Uma das mais memoráveis peças publicitárias da história da propaganda brasileira, elaborada em 1978 pela agência Novo Ciclo, trazia o slogan “Não esqueça a minha Caloi”. Para quem não se recorda, a campanha mostrava bilhetinhos direcionados aos pais com essa mensagem, escondidos pelos filhos em locais estratégicos da casa. O sucesso dessa ação de marketing, atualizada a cada dois ou três anos durante as décadas seguintes, aliado a produtos de qualidade à força da marca, sustentaram em alta as vendas da Caloi. Nos anos 2000, no entanto, as dívidas e a concorrência com as bikes chinesas deixaram a empresa em apuros.

Produção nacional: a fábrica da Caloi em Manaus monta, desde janeiro, outras marcas do grupo Dorel, como Cannondale e GT (Crédito:Claudio Gatti)

A participação de mercado recuou de 60% para 40%, patamar registrado atualmente. O controle da companhia passou da família do fundador, Luigi Caloi, para Edson Musa, ex-CEO da Rhodia no Brasil, e seu filho Eduardo. Anos depois, em 2013, a Caloi foi adquirida pelo grupo canadense Dorel, multinacional com faturamento de US$ 1,6 bilhão. “A perenidade da Caloi é resultado da força de sua marca, que apesar das dificuldades financeiras ao longo do tempo conseguiu preservar seus valores e princípios”, afirma Eduardo Tomyia, diretor-geral da Milward Brown Vermeer para a América Latina. “A principal concorrente, a Monark, era tão antiga quanto a Caloi, mas quebrou porque não soube se reinventar.”

Reinventar sua própria marca parece ser a trilha adotada pela Caloi para os próximos anos. Desde janeiro pilotada pelo executivo Cyro Gazola (ex-Philips e Procter&Gamble), a empresa pedala rumo ao mercado de bicicletas elétricas, com o lançamento da linha E-Vibe. Embora não revele os números, Gazola afirma que foram vendidas em dois dias, no início deste mês, o que era esperado para seis meses. E não foi pelo preço. O modelo City Tour, pensado para uso urbano, custa a partir de R$ 8 mil. Já a E-Vibe, versão mountain bike, chega a R$ 13 mil. “Vamos atacar em um segmento que praticamente não existe no País, e concorrer diretamente com o mercado de scooters”, disse Gazola à DINHEIRO, em sua primeira entrevista na presidência da Caloi. “Acreditamos que, em entre cinco e dez anos, 15% de toda nossa venda virá da E-Vibe.”

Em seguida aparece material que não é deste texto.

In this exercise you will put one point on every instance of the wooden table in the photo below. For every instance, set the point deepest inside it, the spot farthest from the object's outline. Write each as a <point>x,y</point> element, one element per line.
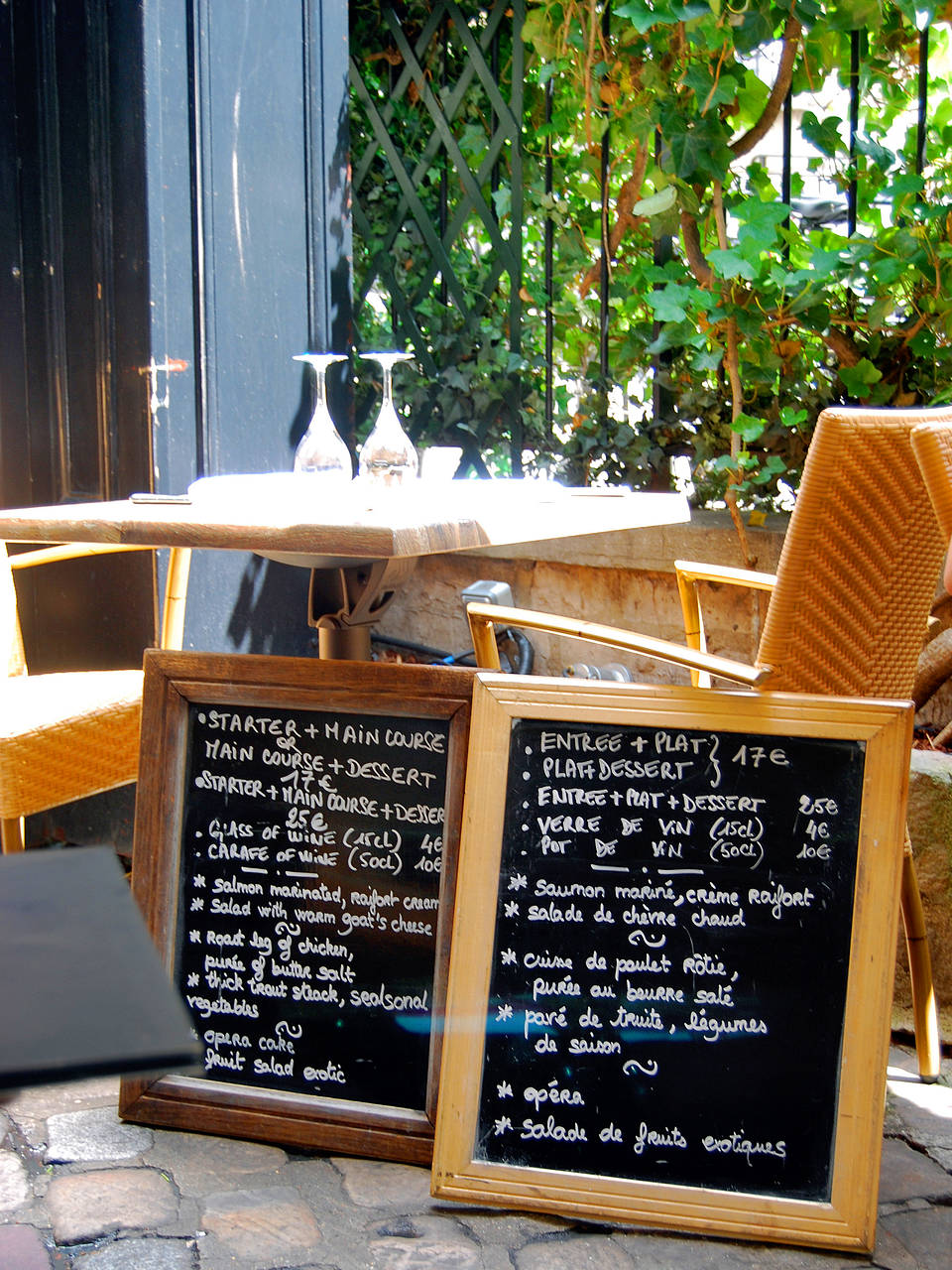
<point>361,543</point>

As bicicletas elétricas da Caloi foram desenvolvidas em parceria com a japonesa Shimano, líder absoluta em produção de peças e acessórios para ciclismo, com 70% do mercado. As baterias acopladas ao quadro garantem uma autonomia de até 125 quilômetros no modo Eco, a distância equivalente a São Paulo e Taubaté. Na opção high, a mais forte, com velocidade máxima de 25 km/h, é possível percorrer 60 quilômetros. Já no modo normal, o alcance é de 85 quilômetros. A recarga é feita na tomada. “Essa é uma reinvenção de tudo já a empresa já fez em seus mais de cem anos de existência”, garante.

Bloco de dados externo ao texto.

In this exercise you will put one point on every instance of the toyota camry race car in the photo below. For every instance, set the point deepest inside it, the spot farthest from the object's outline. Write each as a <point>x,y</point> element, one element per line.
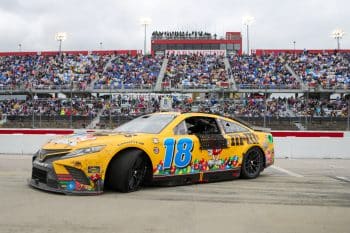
<point>162,148</point>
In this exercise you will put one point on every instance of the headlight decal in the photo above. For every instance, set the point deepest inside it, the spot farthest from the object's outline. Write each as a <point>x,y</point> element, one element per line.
<point>84,151</point>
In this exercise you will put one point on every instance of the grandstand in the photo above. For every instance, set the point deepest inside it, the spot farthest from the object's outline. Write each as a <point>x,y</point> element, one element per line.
<point>279,89</point>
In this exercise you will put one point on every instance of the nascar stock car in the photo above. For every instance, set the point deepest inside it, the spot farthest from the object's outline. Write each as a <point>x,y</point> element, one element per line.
<point>167,148</point>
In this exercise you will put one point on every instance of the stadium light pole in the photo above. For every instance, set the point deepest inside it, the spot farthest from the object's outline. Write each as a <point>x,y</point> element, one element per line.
<point>60,36</point>
<point>247,21</point>
<point>338,35</point>
<point>145,22</point>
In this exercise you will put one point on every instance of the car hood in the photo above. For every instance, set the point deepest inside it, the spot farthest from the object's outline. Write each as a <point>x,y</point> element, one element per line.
<point>83,140</point>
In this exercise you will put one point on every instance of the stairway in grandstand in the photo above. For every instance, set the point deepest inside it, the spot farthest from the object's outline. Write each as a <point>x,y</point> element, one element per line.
<point>3,119</point>
<point>108,64</point>
<point>96,120</point>
<point>158,86</point>
<point>302,84</point>
<point>229,73</point>
<point>299,126</point>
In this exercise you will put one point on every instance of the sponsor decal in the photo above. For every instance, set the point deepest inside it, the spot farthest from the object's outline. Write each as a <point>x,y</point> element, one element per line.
<point>74,139</point>
<point>94,169</point>
<point>131,142</point>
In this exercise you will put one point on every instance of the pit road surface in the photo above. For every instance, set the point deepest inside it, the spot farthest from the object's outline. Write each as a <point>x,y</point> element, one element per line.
<point>292,196</point>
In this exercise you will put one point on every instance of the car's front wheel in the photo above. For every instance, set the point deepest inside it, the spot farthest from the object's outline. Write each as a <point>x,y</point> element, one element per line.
<point>127,172</point>
<point>252,163</point>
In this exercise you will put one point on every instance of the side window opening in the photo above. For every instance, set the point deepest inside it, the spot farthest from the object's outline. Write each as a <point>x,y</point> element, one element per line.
<point>181,129</point>
<point>202,125</point>
<point>231,127</point>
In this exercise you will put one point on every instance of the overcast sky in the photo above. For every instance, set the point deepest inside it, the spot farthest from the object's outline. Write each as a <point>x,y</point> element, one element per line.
<point>116,23</point>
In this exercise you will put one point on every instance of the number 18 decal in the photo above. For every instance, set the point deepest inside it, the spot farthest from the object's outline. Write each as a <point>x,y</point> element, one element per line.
<point>179,151</point>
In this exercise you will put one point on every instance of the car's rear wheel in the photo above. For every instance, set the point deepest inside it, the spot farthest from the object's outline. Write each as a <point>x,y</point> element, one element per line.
<point>127,171</point>
<point>252,163</point>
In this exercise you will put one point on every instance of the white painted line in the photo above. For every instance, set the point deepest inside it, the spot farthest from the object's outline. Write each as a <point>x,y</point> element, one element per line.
<point>286,171</point>
<point>342,178</point>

O otimismo da Caloi se apoia também nas perspectivas de recuperação da economia. Em agosto, segundo a Abraciclo, associação do setor, foram produzidas 72.321 bicicletas, volume 11,3%% superior ao registrado em julho. Na comparação com agosto passado, houve estabilidade. “Os resultados sinalizam uma melhora no mercado nacional e indicam avanço para os próximos meses”, diz João Ludgero, vice-presidente da Abraciclo.

Em paralelo às bikes elétricas, a Caloi quer ampliar sua presença no segmento premium. A fábrica em Manaus, que já monta em sistema CKD as outras marcas do grupo Dorel, como a Cannondale e a GT, recebeu investimento de R$ 25 milhões para criar uma ala dedicada à produção em fibra de carbono. Apenas como comparação, uma bicicleta de entrada, produzida em aço e alumínio, custa a partir de R$ 430. A Caloi produz 3 mil unidades dessa linha por dia. O modelo Elite Carbon Team, para atletas de alta performance, chega a R$ 20 mil. Como são feitas de forma artesanal, apenas 70 unidades são produzidas por dia. “A inovação é o que nos move, e por isso continuaremos reinventando a nossa própria roda, pensando nos próximos cem anos”, garante Gazola.